Girls’ Night Out: The Raincoats at Warsaw

Text by Mariya Pylayev

Photos by Jackie Roman

The Raincoats, a post-punk 70s fem band kicked off their North American tour at Warsaw, Greenpoint’s combination rock club-Polish National House, on Saturday. It is the first of six rare shows scheduled to promote the reissue of their sophomore album Odyshape, originally released in 1981.

One-lady act No Bra and three-piece girl band Grass Widow appear earlier on this estrogen-powered bill, with all-girl DJ set Tobi Vail (Bikini Kill) & Amy Yao (Emily’s Sassy Lime) arranged to conclude the night.

Anticipation is running high on the queue outside Warsaw, as the bands spend an extra hour setting up. Emma Casey, 20, is near the front of the line hoping that the doors will open soon.

“There’s nothing like them,” she says about the headlining band. “Their sound is organic. The sound they make on stage is the same as the one they record in the studio.” She finds that this is a rarity among new bands.

Warsaw finally opens its doors once the line reaches the end of the street. A steady stream of people slowly fills the hall. Some head for the bar while others make a beeline for the refreshments room to grab a plate of pierogies before the start of the show.

Sound check begins just as the crowd starts to thicken. A lot of older fans can be seen milling around.

Mark Bourdeau, a college teacher, is so delighted that he nearly hops up and down. He enjoys listening to “thinking person’s music.” This stuff is genuinely quirky, simple and ironic in a way that is not mean, he says.

The Raincoats are a special group to Mark. “They are not a female version of anything,” he says. Other female rock icons of the same era were often compared to other men, like Joan Jett, who was sometimes credited as the female Chuck Berry.
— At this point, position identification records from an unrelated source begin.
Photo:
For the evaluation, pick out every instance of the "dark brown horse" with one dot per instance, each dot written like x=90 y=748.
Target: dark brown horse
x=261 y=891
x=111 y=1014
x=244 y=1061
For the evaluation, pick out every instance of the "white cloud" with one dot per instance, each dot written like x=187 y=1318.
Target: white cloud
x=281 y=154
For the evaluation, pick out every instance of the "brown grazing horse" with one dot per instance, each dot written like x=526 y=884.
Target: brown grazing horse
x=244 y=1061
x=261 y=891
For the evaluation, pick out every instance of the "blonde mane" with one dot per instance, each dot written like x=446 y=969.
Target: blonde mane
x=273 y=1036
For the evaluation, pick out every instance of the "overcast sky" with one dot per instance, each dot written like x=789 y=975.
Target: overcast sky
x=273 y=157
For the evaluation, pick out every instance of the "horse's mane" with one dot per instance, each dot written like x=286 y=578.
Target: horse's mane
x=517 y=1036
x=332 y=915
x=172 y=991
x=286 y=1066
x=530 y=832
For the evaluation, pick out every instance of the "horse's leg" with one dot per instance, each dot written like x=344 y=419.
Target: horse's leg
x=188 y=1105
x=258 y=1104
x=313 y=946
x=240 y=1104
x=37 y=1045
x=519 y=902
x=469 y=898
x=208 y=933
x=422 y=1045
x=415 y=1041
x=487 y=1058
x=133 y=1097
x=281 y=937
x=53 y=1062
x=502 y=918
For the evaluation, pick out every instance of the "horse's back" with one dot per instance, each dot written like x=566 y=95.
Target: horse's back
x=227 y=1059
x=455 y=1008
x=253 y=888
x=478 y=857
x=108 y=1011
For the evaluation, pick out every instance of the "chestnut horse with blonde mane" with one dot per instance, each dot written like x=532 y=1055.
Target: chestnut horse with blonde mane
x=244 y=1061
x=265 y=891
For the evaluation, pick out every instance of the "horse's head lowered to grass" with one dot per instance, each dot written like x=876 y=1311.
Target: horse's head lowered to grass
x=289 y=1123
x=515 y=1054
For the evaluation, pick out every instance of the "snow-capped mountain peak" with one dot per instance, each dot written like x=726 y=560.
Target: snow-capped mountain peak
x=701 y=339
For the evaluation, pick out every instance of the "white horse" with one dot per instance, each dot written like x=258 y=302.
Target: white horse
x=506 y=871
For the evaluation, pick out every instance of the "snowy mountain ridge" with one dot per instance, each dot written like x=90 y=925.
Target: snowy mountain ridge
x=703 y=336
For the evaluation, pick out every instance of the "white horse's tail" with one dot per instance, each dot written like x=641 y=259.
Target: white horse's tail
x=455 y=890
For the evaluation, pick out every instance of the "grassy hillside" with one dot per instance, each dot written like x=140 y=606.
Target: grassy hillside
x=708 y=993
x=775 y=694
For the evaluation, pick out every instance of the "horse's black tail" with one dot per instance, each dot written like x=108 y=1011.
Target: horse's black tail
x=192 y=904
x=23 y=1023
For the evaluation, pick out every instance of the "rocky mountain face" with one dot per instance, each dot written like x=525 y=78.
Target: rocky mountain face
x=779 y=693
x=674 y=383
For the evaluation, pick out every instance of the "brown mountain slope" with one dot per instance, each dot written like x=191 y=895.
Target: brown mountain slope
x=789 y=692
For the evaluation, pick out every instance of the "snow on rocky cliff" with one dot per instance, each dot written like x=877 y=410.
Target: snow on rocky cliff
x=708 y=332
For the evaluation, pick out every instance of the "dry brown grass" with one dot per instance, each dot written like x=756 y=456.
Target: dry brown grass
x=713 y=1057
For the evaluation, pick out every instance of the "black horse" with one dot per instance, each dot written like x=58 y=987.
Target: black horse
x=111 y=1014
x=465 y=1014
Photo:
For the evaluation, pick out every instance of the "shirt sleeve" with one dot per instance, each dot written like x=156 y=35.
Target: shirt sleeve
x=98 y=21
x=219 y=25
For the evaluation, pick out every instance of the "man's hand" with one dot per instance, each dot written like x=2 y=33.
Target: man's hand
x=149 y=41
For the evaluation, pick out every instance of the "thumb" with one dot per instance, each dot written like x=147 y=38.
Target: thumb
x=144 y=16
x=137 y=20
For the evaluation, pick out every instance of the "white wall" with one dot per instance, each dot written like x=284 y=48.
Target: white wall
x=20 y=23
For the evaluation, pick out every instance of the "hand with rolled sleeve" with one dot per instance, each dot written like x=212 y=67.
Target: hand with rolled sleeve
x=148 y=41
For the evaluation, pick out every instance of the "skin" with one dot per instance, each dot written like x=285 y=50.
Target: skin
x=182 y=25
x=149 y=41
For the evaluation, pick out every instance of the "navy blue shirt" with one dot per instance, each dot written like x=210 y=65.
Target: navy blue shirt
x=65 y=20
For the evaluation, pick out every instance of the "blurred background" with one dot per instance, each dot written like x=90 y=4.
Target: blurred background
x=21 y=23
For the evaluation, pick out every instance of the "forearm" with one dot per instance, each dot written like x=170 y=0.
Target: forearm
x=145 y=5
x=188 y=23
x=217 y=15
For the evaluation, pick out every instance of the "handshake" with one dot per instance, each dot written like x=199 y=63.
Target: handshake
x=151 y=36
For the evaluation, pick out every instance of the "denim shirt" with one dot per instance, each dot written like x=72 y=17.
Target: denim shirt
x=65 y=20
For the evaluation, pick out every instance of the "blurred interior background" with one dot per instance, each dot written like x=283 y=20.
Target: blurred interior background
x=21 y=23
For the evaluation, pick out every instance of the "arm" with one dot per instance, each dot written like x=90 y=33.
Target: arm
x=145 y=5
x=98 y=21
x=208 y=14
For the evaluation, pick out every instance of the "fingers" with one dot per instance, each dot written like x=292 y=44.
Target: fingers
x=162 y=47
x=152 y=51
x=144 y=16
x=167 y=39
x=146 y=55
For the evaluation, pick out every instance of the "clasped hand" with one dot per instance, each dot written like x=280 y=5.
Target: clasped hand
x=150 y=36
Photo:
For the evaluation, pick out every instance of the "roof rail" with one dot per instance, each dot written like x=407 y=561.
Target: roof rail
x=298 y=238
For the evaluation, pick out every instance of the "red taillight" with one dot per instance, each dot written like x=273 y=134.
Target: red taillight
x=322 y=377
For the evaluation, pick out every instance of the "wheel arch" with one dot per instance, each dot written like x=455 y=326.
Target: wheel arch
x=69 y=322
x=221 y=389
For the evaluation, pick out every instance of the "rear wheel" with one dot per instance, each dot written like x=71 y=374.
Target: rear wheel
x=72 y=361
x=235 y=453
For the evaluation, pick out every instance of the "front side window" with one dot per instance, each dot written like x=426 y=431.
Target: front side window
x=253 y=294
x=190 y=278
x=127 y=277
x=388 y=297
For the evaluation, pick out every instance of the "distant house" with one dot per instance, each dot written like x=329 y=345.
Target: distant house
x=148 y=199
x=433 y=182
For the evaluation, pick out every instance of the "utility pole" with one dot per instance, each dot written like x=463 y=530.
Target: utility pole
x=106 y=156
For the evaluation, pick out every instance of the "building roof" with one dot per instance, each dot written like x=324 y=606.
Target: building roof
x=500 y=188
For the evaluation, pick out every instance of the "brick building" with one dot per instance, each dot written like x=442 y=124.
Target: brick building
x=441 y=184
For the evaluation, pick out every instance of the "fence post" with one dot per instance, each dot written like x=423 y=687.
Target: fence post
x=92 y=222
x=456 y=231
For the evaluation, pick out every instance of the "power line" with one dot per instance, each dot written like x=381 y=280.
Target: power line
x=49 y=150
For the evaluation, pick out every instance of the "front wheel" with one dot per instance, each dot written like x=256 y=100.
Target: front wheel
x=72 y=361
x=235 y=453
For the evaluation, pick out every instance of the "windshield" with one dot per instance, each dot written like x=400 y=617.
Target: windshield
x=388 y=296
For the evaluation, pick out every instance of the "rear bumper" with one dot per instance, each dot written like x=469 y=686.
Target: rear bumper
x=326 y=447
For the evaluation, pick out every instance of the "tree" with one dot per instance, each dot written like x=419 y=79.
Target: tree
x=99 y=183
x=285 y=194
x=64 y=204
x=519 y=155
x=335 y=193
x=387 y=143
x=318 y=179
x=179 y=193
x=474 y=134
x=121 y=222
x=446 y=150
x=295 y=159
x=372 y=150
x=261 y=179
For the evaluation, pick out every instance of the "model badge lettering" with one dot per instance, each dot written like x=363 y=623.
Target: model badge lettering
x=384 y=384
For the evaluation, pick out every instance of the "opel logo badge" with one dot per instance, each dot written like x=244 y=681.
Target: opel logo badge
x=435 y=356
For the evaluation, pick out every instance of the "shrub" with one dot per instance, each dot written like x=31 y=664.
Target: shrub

When the ladies hit the stage their energy sends the crowd into motion. A lot has changed since this band’s official start in 1977, but their enthusiasm has certainly not diminished.

“More bass!” someone calls from the crowd after the first song. The Raincoats quickly oblige. They are not hesitant to interact with their fans. As Anne Woods tears into her violin as though it were a guitar, Gina Birch fans the flames in the crowd.

“You ask me if I’m angry? I say, why the hell would I not be?” she cries out. Her question meets an eruption of cheers.

While some of music’s more academic critics worry about equating types of music with sexuality, The Raincoats have an unmistakable female sound. Songs like “In Love” and “No Looking,” Emma says, have ways of reassuring young female fans that other punk sounds do not.

“Yeah that’s what is feels like,” Emma says, referring to the two songs as a set. “Being elated – in love.”

Female fans aren’t the only ones to feel rewarded tonight. As the front of the crowd works itself into a frenzy, one particularly affected young man finds his way onto the stage. The show can be considered a hit at this point.

“You ask me if I’m happy,” Gina sings softly. “I say, why the hell would I not be?”